Power disjoined from remorse.

Author: Robert J. Maxwell ( from Deming, New Mexico, USA
20 December 2010

*** This review may contain spoilers ***

A pregnant young wife arrives from Nigeria and in the taxi to the city pops a condom full of heroin in her digestive tract and kills herself and the fetus. Brisco and Logan track down the people responsible for her immigration status -- Andy Robinson, who works for Nigerian Petroleum and sees to it that mules are recruited from the streets of Lagos, and Wendell Pierce as the Oxford-educated dandy who is a consular official for Nigeria, who funds the smuggling, and who has diplomatic immunity.

It looks like a dead end. The evidence against Robinson is weak, and Pierce can't be prosecuted for crimes in the United States. But all is not lost. Stone and Robinet manage to roll Robinson, who testifies against Gilliam in return for a reduced sentence. And Roscoe Lee Browne shows up as some kind of high Nigerian muck-a-much and deports Pierce back to Nigeria where he'll meet a harsher fate than he would at Sing Sing, if that's possible.
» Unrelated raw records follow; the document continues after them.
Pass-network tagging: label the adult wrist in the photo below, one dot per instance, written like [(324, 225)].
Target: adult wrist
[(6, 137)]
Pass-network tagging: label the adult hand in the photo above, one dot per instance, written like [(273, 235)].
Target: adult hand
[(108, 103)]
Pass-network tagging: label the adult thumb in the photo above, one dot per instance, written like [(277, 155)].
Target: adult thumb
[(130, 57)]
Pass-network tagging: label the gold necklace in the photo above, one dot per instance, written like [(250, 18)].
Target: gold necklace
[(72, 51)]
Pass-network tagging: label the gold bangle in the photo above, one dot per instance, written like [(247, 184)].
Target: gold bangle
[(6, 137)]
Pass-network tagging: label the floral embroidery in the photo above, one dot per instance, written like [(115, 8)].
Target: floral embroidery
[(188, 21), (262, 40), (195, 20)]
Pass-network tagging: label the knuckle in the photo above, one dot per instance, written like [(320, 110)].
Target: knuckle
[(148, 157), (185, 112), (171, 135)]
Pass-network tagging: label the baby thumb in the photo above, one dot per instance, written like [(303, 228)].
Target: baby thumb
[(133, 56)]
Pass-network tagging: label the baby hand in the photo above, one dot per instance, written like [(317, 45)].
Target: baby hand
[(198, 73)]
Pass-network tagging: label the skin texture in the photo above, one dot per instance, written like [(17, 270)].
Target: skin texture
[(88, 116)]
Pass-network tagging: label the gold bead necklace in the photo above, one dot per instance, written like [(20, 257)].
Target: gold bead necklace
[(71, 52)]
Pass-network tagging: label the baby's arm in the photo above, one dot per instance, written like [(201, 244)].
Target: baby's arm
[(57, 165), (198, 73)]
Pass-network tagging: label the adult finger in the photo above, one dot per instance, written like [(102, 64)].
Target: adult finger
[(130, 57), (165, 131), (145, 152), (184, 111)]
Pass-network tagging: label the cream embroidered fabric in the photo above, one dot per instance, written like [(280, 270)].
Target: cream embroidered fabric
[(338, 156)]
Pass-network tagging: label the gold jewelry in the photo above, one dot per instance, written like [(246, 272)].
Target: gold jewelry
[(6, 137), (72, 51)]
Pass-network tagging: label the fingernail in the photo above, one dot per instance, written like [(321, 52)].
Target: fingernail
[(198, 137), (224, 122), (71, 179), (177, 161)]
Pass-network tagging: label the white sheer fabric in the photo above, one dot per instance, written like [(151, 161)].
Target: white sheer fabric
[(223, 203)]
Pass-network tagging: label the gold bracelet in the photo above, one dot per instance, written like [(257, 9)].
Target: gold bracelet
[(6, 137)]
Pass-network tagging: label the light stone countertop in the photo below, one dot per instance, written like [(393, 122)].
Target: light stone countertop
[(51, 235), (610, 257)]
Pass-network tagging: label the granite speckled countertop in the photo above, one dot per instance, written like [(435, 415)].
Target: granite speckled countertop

The usual cast does its usual professional job. Andy Robinson, who was the psychopathic killer in "Dirty Harry," is suitably snotty and contemptuous. Roscoe Lee Browne doesn't have much screen time but with that crackling resonant voice he dominates the screen. He was a remarkable guy, an academic, an athlete, and an unforgettable actor. Talia Balsam doesn't have much screen time either, which is too bad because she has the kind of facial features that are so pleasant that you could fall into them. She was named after Thalia, the muse of comedy or one of the three graces of Greek Mythology. Thank the gods that she resembles her mother, Joyce Van Patten, more than her father, Martin Balsam. This role as the usual kind of tough-as-nails defense attorney must have been difficult for her because she simply doesn't fit the part. Seth Williams has a prominent role as the husband of the dead girl but he fails to clear the authenticity bar, not quite having gotten the Yoruba accent down.

A solid entry in the early years of a good show.